Nanogaps Fabricated from Electrodeposited Fe-Ni-Co Nanowires

Tuesday, October 13, 2015
West Hall 1 (Phoenix Convention Center)
X. Geng (Northeastern University) and E. J. Podlaha (Northeastern University)
Nanogap electrodes are elements of nanoscale microfluidic devices and sensors, and have been prepared by different techniques, as recently reviewed by Li et al.1 Their use in biomedical microelectromechanical systems (Bio-MEMS) for molecular detection requires the gap dimensions to be of the same order as the target molecule ~10 nm. Several effective strategies to fabricate nanogap electrodes include: on-wire lithography with segmented nanowires that are etched, 2-3 using a mechanically controllable break junction,4 focused ion beam lithography,5 and by electrodepositing a metal directly onto separated lithographic wires to fill in the separated space to reduce the gap size to the nanometer range.The approach studied here is to create electrodeposited nanowires with a sacrificial layer to create the gap. Examples of chemically etched inner regions of electrodeposited nanowires have been demonstrated in trilayers of Au-Ni-Au,2,7 Au-Ag-Au,2-3 Au-Cu-Au,8 and the quinary FeNiCo-Au-Cu-Au-FeNiCo.8 In this work, tri-layered nanowires with FeNiCo and either Cu or oxide regions, FeNiCo-Cu-FeNiCo, and FeNiCo-oxide-FeNiCo, are electrodeposited using the template method. Nanogaps are prepared by chemically etching the sacrifice layer, i.e., Cu, or the oxide layer, prepared in different ways. Conditions to ensure that the wires are robust before etching and that they form reproducible nanogaps are presented.


Conditions used to deposit and etch the nanowires were determined from rotating cylinder studies. Fe-rich, FeNiCo conditions were selected. The electrodeposition of the tri-layered nanowires was fabricated in a standard three electrode cell with a polycarbonate membrane as a template. FeNiCo was pulsed deposited from a sulfamate-boric acid electrolyte at a pH of 2 and at a temperature of 40 °C. Cu was either galvanostatically deposited or deposited by displacement from a citrate-boric acid electrolyte at a pH of 2 and at room temperature. All nanowires were removed from the template and placed on a substrate to chemically etch the sacrificial, middle layer in an etching solution containing: 0.01 M sodium sulfate, 0.45 M sodium citrate, and 0.40 M boric acid at a pH of 5. The nanowires and their resulting gaps were inspected by FE-SEM (Hitachi S4800).

Results and Discussion

Figures 1 and 2 show gap regions between two FeNiCo segments that are generated after the etching step. Figure 1 shows examples of gaps created from a sacrificial Cu layer, and Figure 2 shows gaps generated from a sacrificial oxide layer. The Cu region was created by either electrodeposition, Figure 1 (a), or by displacement, Figure 1 (b). The smallest gaps were achieved using the Cu displacement technique. The gaps were not reflective of the charge passed during Cu deposition and was attributed to the generation of an Fe-rich oxide. Replacing the Cu sacrificial layer completely with an Fe-rich oxide layer, Figure 2, also resulted in reproducible gaps < 10 nm. Figure 2 (a) shows the gap region when the applied potential, after the first FeNiCo layer, was maintained at the open circuit potential (OCP), and Figure 2 (b) shows the gap created at an anodic potential value of 0.4 V vs OCP. When the potential was anodic, the second FeNiCo layer created a “tip” at the gap surface.  

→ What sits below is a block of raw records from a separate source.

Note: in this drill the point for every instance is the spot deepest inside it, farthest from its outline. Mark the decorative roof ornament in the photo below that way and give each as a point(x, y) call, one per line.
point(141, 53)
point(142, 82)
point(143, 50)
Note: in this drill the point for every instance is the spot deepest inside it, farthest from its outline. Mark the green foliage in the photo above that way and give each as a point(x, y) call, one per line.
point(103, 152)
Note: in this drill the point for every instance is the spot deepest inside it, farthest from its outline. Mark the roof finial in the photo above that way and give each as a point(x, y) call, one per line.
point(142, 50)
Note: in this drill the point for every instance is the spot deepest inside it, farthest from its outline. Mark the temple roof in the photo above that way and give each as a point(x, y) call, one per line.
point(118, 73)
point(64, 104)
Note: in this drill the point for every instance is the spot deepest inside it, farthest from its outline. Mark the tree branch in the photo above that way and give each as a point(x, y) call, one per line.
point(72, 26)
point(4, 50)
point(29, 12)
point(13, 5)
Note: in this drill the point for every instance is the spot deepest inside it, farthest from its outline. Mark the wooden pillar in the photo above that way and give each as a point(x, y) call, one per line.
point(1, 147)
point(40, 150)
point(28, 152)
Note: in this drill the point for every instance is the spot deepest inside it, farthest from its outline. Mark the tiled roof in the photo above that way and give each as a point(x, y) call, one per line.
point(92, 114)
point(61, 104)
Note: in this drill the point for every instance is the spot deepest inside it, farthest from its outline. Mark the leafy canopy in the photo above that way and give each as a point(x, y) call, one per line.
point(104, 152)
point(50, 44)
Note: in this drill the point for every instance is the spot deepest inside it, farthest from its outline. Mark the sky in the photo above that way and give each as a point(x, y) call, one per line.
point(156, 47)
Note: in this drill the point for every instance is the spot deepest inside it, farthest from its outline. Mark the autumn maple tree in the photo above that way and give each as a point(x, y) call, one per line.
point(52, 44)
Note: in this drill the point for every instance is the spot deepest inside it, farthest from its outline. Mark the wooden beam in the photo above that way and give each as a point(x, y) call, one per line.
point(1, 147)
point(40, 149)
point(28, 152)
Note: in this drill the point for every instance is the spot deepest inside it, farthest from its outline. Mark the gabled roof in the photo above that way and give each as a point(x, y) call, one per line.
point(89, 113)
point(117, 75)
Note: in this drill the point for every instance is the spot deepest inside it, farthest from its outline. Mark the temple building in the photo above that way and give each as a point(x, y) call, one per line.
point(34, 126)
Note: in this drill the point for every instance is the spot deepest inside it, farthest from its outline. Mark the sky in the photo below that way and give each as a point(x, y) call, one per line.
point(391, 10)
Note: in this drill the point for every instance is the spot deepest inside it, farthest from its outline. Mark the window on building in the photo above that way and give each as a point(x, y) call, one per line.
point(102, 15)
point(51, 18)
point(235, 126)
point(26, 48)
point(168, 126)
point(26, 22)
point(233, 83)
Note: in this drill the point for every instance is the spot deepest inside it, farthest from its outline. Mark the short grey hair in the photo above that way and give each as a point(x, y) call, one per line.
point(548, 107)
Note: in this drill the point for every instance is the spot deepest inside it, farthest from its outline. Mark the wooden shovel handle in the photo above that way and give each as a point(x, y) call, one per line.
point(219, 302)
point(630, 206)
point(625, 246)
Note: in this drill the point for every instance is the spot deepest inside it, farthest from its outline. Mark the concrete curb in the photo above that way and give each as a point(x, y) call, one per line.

Sub-10 nm nanogaps were developed through template electrodeposition via etching of a Cu or oxide layer. The results suggest that a sacrificial Cu layer is effective, but unnecessary, and that a nano-gap can be created by the generation of an oxide from the FeNiCo layer at OCP. The oxide can also impart a tip shaping effect when it is created at an applied potential that is in the anodic region.


The authors thank Roche Diagnostics for generous support of this project.


  1. T. Li, W. Hu and Z. Zhu, Adv. Mater. 22, 286 (2010).
  2. L. Qin, S. Park, L. Huang, and C. A. Mirkin, Science 309, 113 (2005).
  3. S. H. Liu, J. B. H. Tok, Z. N. Bao, Nano Lett. 5, 1071 (2005).
  4. M. A. Reed, C. Zhou, C.J. Muller, T. P. Burgin, J. Tour, Science, 278, 252 (1997).
  5. T. Nagase, T. Kubota, S. Mashiko, Thin Solid Films 438, 374 (2003).
  6. Y. Kashimura, H. Nakashima, K. Furukawa, K.Torimitsu, Thin Sold Films 438, 317 (2003).
  7. B. Widt, P. Mali, and P. C. Searson, Langmuir, 22, 10528 (2006).
  8. H. Kim, S. A. Soper, E. J. Podlaha, ECS Trans. 53, 9 (2013).